Main di depan publik sendiri, Gregor hanya sampai babak kedua Indonesia Terbuka bulan lalu. Intanon kembali menjadi penghalangnya. Kemudian di Jepang Terbuka, pemain berusia 20 tahun ini hanya sampai babak kedua kalah dari Tai Tzu Ying. Selanjutnya Gregor langsung tersingkir di babak pertama Thailand Terbuka, kalah dari Sung Ji Hyun (Korsel).

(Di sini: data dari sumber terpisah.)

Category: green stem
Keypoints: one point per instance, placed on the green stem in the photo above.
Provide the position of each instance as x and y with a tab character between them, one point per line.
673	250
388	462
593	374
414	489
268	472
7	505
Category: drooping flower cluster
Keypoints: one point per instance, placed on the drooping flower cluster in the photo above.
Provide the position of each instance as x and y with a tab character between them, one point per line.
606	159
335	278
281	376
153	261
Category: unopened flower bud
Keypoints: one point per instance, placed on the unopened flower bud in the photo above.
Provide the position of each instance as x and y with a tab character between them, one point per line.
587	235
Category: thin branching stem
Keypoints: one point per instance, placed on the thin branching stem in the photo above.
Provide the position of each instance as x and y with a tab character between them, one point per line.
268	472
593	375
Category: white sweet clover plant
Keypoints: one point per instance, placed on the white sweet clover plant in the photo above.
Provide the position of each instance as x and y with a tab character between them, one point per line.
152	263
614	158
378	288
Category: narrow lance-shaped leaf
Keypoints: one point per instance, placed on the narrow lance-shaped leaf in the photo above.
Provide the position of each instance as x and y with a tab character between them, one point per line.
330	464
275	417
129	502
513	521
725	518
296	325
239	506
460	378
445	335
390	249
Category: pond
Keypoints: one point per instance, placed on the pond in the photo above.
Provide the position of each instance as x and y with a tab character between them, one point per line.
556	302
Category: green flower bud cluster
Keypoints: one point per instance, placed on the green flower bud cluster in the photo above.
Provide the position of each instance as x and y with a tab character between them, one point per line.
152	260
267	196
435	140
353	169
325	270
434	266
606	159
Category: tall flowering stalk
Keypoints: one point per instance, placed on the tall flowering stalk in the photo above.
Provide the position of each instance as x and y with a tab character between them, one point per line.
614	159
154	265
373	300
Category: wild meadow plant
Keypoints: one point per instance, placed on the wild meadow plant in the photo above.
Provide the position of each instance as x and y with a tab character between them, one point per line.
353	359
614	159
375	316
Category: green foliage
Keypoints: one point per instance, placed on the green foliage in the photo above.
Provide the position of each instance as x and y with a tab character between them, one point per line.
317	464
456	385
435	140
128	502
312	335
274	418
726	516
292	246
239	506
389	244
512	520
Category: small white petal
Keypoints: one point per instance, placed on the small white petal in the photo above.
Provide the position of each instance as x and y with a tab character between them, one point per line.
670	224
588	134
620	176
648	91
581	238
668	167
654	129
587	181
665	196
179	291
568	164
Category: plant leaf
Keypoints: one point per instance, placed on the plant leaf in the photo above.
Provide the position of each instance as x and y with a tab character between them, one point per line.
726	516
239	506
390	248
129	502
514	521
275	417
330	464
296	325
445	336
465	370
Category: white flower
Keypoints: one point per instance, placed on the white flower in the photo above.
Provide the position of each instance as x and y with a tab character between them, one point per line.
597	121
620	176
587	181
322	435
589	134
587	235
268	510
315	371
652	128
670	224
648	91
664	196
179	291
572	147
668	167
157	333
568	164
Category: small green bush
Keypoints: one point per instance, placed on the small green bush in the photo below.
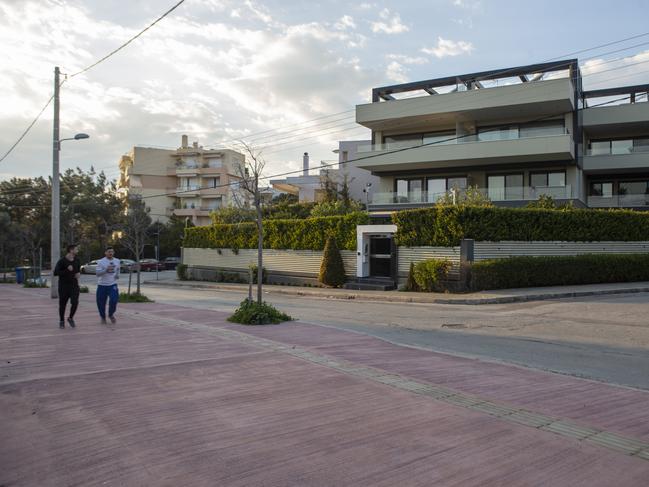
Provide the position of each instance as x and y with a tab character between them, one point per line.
251	313
332	268
429	274
134	298
516	272
181	272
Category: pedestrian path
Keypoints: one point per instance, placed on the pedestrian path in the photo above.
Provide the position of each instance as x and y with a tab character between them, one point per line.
178	396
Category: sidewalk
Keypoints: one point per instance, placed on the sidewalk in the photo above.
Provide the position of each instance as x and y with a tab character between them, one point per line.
178	396
484	297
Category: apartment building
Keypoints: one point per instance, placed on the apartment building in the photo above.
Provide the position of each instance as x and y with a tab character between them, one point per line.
514	133
188	182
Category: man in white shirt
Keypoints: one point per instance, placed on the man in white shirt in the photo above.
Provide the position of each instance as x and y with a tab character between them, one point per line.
107	275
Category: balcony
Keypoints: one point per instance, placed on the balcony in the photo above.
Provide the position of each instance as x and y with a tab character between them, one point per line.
186	191
534	99
637	200
624	159
466	152
397	201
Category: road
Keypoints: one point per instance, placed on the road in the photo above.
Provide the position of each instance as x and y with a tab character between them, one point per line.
604	338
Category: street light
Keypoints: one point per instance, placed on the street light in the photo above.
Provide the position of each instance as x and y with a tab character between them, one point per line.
56	199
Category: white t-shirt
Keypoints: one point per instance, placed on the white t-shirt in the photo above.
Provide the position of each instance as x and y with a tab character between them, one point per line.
107	271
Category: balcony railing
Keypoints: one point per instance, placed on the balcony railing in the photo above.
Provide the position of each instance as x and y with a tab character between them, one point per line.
517	193
491	136
635	200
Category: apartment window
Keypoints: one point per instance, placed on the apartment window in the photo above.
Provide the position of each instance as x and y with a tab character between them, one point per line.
212	182
542	129
440	138
548	179
604	189
505	187
436	189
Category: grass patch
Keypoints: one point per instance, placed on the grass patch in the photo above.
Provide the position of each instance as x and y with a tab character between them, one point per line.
134	298
251	313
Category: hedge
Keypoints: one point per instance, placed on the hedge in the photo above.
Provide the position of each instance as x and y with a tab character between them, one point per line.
304	234
447	225
516	272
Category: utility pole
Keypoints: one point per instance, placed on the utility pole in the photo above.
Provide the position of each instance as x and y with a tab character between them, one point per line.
56	234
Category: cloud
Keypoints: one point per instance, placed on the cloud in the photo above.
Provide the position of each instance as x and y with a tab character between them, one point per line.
446	48
389	24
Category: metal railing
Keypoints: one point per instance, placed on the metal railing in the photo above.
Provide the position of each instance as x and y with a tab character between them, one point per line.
517	193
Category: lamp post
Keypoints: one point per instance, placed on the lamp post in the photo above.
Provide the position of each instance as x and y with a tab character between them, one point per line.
56	195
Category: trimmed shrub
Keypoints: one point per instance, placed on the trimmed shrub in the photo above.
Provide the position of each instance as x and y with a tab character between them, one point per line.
304	234
447	225
251	313
181	272
428	274
332	269
516	272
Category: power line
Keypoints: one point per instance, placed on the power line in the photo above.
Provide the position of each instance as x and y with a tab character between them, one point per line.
86	69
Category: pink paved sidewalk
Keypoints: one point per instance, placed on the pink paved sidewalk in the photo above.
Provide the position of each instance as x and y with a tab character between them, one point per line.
147	403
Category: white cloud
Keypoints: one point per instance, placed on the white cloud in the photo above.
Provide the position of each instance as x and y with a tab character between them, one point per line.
446	48
390	24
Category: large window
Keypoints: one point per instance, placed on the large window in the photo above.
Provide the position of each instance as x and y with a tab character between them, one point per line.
548	179
501	187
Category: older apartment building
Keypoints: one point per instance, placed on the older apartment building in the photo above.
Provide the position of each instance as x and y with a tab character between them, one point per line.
514	133
188	182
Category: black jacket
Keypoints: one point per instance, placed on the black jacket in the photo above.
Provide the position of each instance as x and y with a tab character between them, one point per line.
66	276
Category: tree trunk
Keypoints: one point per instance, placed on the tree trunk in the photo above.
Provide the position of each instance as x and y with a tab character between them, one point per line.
260	244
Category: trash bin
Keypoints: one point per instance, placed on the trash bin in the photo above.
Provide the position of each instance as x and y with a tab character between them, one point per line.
20	275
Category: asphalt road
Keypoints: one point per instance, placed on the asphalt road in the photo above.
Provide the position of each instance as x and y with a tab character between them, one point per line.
473	331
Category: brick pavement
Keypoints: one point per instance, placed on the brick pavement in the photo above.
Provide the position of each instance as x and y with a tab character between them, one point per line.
177	396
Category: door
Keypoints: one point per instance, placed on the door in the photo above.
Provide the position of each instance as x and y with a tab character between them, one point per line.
381	256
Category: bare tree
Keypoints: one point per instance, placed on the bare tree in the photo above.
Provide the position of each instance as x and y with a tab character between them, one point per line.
249	173
136	224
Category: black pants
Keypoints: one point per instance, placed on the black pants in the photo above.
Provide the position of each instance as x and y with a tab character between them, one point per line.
65	293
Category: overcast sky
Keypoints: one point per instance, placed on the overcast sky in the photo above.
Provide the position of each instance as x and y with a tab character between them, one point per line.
221	70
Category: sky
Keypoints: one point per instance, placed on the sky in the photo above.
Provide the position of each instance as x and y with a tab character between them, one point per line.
283	76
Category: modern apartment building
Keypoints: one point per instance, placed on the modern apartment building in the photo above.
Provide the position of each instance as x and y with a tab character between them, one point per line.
189	182
514	133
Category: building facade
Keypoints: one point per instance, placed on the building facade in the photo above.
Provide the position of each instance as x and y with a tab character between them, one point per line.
189	182
514	134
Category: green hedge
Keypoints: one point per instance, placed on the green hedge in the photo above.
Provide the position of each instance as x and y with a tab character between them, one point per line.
305	234
447	225
558	271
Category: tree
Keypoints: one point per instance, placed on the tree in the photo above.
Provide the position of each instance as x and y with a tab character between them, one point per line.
134	230
249	173
332	269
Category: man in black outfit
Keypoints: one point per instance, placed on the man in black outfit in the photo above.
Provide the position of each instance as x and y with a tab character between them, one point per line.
68	269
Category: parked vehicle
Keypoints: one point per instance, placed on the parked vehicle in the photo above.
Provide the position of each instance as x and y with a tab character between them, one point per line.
171	262
89	268
151	265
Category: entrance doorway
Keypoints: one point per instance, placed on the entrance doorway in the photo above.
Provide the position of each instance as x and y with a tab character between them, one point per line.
381	256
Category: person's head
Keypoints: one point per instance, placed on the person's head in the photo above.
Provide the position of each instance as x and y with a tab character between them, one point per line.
110	252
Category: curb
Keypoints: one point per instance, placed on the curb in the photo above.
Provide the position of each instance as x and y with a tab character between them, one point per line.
415	298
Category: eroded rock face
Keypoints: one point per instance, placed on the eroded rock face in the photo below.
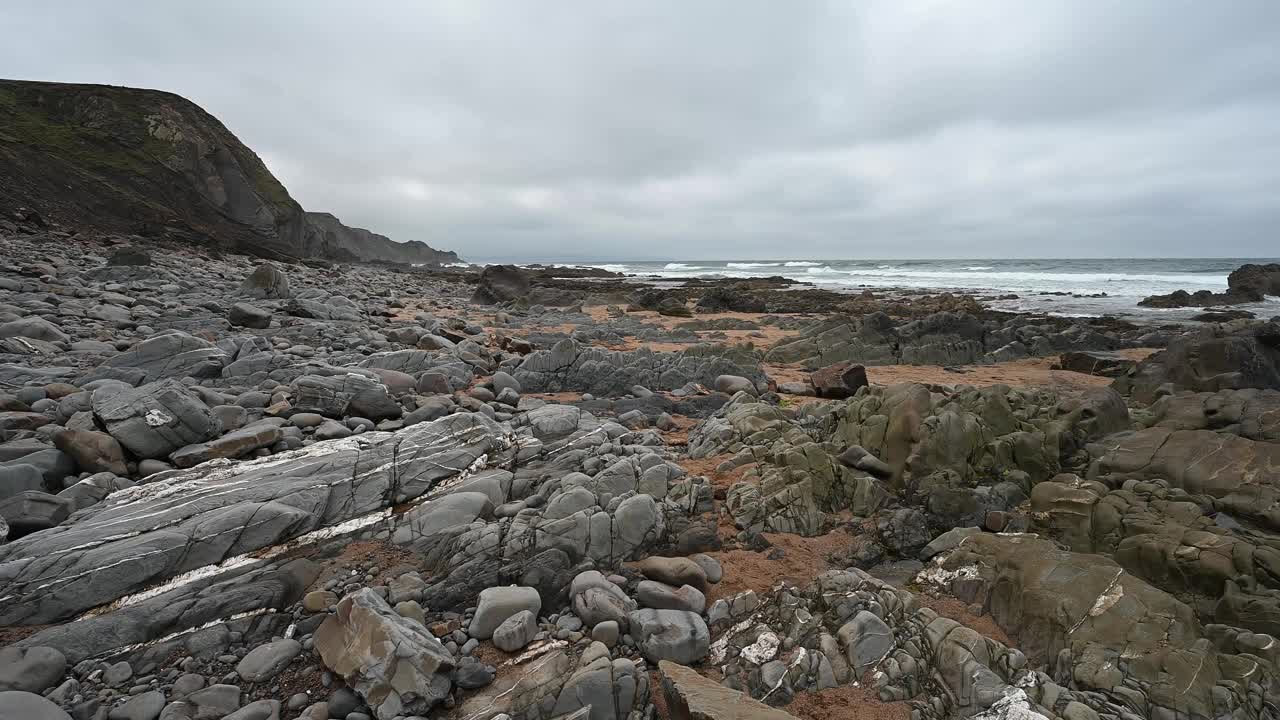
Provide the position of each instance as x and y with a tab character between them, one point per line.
1229	356
155	419
501	283
339	396
570	367
1107	630
959	455
266	282
1253	414
394	664
1238	474
186	520
694	697
167	355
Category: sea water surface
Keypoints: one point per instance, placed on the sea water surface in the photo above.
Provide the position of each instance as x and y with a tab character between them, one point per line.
1060	287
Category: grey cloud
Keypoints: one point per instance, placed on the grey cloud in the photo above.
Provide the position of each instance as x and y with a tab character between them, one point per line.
730	128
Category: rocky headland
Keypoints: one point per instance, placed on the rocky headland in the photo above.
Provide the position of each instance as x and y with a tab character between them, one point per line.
323	488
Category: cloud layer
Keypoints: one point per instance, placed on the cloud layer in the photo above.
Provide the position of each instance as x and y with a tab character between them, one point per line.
746	130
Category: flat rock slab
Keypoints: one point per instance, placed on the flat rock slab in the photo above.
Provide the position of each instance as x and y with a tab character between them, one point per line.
693	697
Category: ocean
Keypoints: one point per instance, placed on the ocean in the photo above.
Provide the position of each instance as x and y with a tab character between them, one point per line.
1091	287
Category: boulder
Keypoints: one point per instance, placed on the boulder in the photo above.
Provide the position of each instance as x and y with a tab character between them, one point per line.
242	314
343	396
155	419
16	705
33	669
499	604
266	282
734	384
128	255
394	664
597	600
670	634
33	328
195	519
673	572
662	596
839	381
1255	279
168	355
867	639
516	632
92	451
501	283
690	696
232	445
265	661
1096	363
31	511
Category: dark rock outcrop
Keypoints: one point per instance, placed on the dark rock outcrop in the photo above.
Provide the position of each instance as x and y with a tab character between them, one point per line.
501	283
1229	356
145	162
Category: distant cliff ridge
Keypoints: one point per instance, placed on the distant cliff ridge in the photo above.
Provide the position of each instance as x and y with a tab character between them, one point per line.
330	238
145	162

Di Basel, Gregor yang menempati unggulan 14 mendapat bye di babak pertama. Selasa (20/8) dia mampu melewati adangan Busanan Ongbamrungphan (Thailand) di babak kedua. Lagi-lagi Intanon bakal menjadi ganjalan besar bagi Gregor. Dia akan menghadapi pemain berusia 24 tahun peringat 6 dunia itu Kamis (22/8). Dalam lima pertemuan sebelumnya sejak 2018, Intanon selalu menang –termasuk tiga pada tahun ini. Agaknya masih sulit bagi Gregor untuk bisa melepaskan diri dari cengkeraman Intanon.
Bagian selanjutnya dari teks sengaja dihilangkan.